Whether in international criminal law, governance, or in thinking about AI, I’ve been drawn to situations where legal systems are asked to operate at their absolute limits - where they are forced to translate complex, often ambiguous realities into structured judgments. 

At King’s, my favourite course was Jurisprudence. Studying both philosophy and law allowed me to think through questions (particularly surrounding authorship and copyright) in a completely novel way. At Cambridge, it developed into a deeper engagement with penal philosophy and the ethics of international punishment.
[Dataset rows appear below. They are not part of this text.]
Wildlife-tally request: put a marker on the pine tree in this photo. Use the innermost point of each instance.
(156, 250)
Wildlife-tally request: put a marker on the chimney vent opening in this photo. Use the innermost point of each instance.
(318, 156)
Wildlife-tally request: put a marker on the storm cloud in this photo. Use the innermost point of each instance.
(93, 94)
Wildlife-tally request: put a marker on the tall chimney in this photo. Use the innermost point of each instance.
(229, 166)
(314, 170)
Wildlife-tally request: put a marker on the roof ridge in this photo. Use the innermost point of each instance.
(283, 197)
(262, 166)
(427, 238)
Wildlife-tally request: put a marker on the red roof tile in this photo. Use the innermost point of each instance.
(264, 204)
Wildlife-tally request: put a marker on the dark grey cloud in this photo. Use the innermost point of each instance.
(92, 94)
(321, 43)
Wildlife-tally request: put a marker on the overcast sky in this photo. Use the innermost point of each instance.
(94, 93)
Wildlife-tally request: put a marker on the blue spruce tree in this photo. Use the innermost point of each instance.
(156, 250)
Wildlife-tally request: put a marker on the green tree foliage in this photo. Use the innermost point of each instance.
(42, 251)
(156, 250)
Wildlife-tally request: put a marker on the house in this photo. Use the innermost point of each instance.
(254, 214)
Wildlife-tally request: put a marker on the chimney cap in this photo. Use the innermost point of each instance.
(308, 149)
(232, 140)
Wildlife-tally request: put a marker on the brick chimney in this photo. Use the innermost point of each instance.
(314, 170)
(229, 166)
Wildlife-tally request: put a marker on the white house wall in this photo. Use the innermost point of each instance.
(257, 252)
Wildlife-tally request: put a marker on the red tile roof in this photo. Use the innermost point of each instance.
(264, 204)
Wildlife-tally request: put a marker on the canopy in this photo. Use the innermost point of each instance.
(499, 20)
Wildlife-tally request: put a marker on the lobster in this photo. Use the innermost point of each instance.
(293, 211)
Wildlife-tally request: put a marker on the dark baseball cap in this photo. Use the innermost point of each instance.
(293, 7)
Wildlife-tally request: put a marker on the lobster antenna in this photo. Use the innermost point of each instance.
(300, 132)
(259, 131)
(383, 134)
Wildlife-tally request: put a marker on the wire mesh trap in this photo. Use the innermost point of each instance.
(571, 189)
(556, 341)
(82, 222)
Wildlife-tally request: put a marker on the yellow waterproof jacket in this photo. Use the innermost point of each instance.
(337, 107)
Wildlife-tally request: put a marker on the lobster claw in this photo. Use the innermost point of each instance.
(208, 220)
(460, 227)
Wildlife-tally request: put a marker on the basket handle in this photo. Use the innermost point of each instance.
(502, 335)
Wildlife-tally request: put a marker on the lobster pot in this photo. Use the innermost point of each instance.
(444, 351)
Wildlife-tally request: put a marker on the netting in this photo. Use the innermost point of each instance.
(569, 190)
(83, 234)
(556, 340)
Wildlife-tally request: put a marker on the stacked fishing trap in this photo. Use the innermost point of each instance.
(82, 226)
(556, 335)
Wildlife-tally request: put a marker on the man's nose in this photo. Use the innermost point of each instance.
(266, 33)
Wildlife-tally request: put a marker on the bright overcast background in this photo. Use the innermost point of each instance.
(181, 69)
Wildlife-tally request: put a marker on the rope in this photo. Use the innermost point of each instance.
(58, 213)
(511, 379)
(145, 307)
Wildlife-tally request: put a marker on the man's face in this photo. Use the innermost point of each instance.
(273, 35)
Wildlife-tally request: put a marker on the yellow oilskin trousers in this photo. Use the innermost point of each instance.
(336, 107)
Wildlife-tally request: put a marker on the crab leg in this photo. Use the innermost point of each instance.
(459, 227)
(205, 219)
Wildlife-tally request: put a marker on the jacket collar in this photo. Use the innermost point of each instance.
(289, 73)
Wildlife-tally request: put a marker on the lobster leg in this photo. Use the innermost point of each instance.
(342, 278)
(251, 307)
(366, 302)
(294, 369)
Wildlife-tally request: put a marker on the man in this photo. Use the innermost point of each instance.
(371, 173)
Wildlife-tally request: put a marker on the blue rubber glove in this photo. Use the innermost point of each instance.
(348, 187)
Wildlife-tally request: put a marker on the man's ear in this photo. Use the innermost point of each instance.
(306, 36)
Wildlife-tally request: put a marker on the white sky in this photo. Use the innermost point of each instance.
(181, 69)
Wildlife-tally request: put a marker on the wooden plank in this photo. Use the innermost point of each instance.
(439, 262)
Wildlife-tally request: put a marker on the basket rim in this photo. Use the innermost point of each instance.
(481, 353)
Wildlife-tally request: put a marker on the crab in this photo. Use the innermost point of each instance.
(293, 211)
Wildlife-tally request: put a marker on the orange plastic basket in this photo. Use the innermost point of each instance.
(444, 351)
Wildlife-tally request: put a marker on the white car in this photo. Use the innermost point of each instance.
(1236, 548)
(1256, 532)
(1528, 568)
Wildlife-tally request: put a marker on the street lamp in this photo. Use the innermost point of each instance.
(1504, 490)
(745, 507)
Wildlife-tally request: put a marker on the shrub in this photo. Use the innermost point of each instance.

At Harvard, that translated into work that focused on questions re: AI governance, institutional design, and technological power.

What connects these areas is a fundamental interest in the relationship between formal legal structures and the underlying realities they seek to regulate - and, more specifically, where that relationship begins to break down.

For students interested in international law or global justice, what intellectual habits or areas of study do you think are most important to cultivate today?

For students interested in international law and global justice I think I'd emphasize four things.

First, intellectual range. The most consequential problems in this field usually don't sit neatly within doctrinal boundaries - they emerge at the intersection of law, politics, economics, philosophy, and increasingly, technology. A purely legalistic approach is rarely sufficient. The ability to think across disciplines not only deepens understanding, but allows for more creative and structurally aware responses to complex problems.

Second, analytical discipline. International law invites strong normative commitments, but the real challenge lies in justifying them. Developing the capacity to move rigorously between theory, empirical reality, and institutional practice is essential. A grounding in jurisprudence and moral philosophy is not ornamental - it is what enables one to test arguments, expose assumptions, and build positions that can withstand scrutiny.

Third, an attention to power. Legal frameworks do not operate in abstraction. They are shaped- and often constrained - by political incentives, economic interests, and institutional structures. To understand how international law functions in practice, one must be attentive to these dynamics and willing to confront the ways in which law both reflects and reinforces underlying distributions of power.

Finally, a tolerance for complexity. Many of the most important questions in this field resist usually neat resolution. There is a temptation to simplify - to force clarity where ambiguity persists - but doing so often obscures more than it reveals. The ability to remain intellectually honest in the face of complexity, and to work within it rather than against it, is itself a critical skill.